Ride the Lightning

Cybersecurity and Future of Law Practice Blog
by Sharon D. Nelson Esq., President of Sensei Enterprises, Inc.

California Passes Sweeping Data Privacy Law

October 14, 2015

As Wired reported, on October 9th, California Governor Jerry Brown signed a sweeping law protecting digital privacy rights. The landmark Electronic Communications Privacy Act bars any state law enforcement agency or other investigative entity from compelling a business to turn over any metadata or digital communications—including e-mails, texts, documents stored in the cloud—without a warrant. It also requires a warrant to track the location of electronic devices like mobile phones, or to search them.

The ACLU calls the legislation the most comprehensive in the country.

Five other states have warrant protection for content, and nine others have warrant protection for GPS location tracking. But California is the first to enact a comprehensive law protecting location data, content, metadata and device searches.

The bill had widespread support among civil libertarians like the American Civil Liberties Union and the Electronic Frontier Foundation as well as tech companies like Apple, Google, Facebook, Dropbox, LinkedIn, and Twitter, which have headquarters in California. It also had huge bipartisan support among state lawmakers.

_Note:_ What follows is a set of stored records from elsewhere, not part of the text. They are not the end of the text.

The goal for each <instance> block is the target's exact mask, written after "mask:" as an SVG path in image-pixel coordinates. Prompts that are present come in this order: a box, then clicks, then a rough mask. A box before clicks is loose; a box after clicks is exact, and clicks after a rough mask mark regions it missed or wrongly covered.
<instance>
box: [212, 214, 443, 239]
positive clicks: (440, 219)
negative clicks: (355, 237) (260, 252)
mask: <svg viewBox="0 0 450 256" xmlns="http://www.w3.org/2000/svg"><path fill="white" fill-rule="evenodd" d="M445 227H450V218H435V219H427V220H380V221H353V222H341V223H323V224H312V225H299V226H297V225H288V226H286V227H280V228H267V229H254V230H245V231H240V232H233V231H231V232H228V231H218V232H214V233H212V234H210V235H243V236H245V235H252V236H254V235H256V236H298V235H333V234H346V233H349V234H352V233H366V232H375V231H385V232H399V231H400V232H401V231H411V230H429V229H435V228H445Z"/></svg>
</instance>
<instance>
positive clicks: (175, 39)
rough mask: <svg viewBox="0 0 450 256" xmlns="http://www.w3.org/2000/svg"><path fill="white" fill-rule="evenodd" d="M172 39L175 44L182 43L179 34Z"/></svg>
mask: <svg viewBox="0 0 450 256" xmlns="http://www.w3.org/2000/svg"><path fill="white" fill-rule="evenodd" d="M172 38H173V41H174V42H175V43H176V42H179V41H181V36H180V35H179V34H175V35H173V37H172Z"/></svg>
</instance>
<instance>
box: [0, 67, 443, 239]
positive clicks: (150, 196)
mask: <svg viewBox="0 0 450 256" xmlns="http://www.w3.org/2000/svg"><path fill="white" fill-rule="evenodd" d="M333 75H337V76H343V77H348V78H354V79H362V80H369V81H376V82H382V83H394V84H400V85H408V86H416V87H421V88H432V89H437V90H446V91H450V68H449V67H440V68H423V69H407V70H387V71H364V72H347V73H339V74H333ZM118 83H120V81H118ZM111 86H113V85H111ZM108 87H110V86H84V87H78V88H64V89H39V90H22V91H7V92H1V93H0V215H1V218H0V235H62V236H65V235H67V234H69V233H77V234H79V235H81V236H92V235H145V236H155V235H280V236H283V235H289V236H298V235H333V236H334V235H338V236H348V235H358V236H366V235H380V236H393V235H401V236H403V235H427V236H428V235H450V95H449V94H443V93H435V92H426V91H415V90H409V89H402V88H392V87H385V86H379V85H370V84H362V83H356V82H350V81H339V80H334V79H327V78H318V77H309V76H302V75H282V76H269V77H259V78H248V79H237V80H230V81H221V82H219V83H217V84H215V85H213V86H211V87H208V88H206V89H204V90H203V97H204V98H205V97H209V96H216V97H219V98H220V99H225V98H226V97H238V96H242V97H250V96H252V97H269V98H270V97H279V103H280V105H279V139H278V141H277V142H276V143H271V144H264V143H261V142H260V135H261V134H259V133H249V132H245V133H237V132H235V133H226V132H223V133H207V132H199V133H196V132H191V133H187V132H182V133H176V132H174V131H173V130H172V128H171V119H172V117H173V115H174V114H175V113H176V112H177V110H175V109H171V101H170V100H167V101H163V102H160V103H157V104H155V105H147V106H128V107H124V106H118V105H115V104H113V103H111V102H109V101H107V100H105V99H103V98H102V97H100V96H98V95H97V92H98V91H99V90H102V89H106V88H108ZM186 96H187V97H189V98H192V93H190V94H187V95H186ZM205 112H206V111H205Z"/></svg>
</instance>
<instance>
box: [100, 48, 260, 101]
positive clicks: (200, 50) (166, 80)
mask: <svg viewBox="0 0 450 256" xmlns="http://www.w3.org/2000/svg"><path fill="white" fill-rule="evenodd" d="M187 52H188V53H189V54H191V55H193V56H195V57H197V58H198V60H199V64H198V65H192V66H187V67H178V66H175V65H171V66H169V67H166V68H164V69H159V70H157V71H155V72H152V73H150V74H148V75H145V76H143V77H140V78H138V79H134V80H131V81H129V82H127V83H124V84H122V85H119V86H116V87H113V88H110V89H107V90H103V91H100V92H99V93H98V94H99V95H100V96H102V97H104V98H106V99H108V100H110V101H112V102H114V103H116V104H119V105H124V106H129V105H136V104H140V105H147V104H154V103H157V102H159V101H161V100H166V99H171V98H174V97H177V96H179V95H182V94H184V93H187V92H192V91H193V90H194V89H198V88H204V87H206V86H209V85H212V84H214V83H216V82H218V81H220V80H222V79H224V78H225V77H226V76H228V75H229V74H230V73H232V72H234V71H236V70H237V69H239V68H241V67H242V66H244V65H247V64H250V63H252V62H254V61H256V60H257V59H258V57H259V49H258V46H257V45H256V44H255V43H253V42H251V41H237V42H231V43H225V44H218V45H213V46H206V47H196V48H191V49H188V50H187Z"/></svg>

The law applies only to California law enforcement entities. Law enforcement agencies in other states would be compelled by the laws in their jurisdictions, which is why it will be important to get similar comprehensive laws passed elsewhere.

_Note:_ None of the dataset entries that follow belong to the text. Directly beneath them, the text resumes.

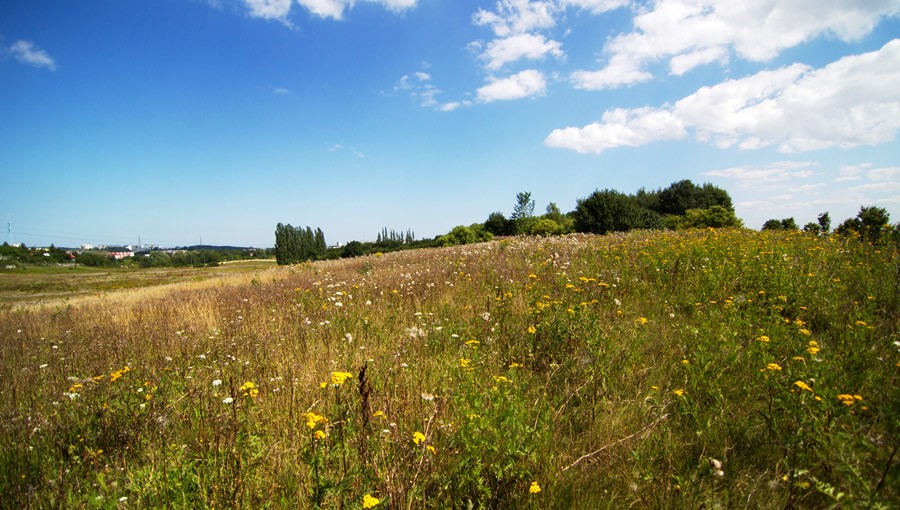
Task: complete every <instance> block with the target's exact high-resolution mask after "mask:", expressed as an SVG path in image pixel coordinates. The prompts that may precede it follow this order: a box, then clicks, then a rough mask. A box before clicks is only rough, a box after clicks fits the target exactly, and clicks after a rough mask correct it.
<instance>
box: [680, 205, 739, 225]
mask: <svg viewBox="0 0 900 510" xmlns="http://www.w3.org/2000/svg"><path fill="white" fill-rule="evenodd" d="M742 226H744V222H742V221H741V220H740V219H738V217H737V216H736V215H735V214H734V211H732V210H729V209H726V208H725V207H722V206H721V205H714V206H712V207H710V208H708V209H688V210H687V211H685V214H684V219H683V220H682V227H684V228H706V227H713V228H726V227H742Z"/></svg>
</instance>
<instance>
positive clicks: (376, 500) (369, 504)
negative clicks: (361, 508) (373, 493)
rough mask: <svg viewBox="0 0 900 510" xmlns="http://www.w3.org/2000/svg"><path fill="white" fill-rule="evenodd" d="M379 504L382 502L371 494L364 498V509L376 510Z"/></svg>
mask: <svg viewBox="0 0 900 510" xmlns="http://www.w3.org/2000/svg"><path fill="white" fill-rule="evenodd" d="M378 503H381V500H380V499H378V498H376V497H375V496H372V495H371V494H366V495H365V496H363V508H375V507H376V506H377V505H378Z"/></svg>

The law places California not only at the forefront of protecting digital privacy among states, it outdoes even the federal government, where such efforts have thus far failed.

Civil libertarians have lobbied federal lawmakers for years to update the Electronic Communications Privacy Act to offer such protection nationwide. An amendment to that law has been working with painful slowness through Capitol Hill, where it has 300 co-sponsors. But the proposal is less comprehensive than the law Brown signed, and would merely focus on digital content. Currently, the federal ECPA requires a warrant for stored content that is newer than 180 days; the amendment would extend the warrant requirement to all digital content regardless of age.

Bully for California – and let's hope Congress is taking note of "digital privacy done right."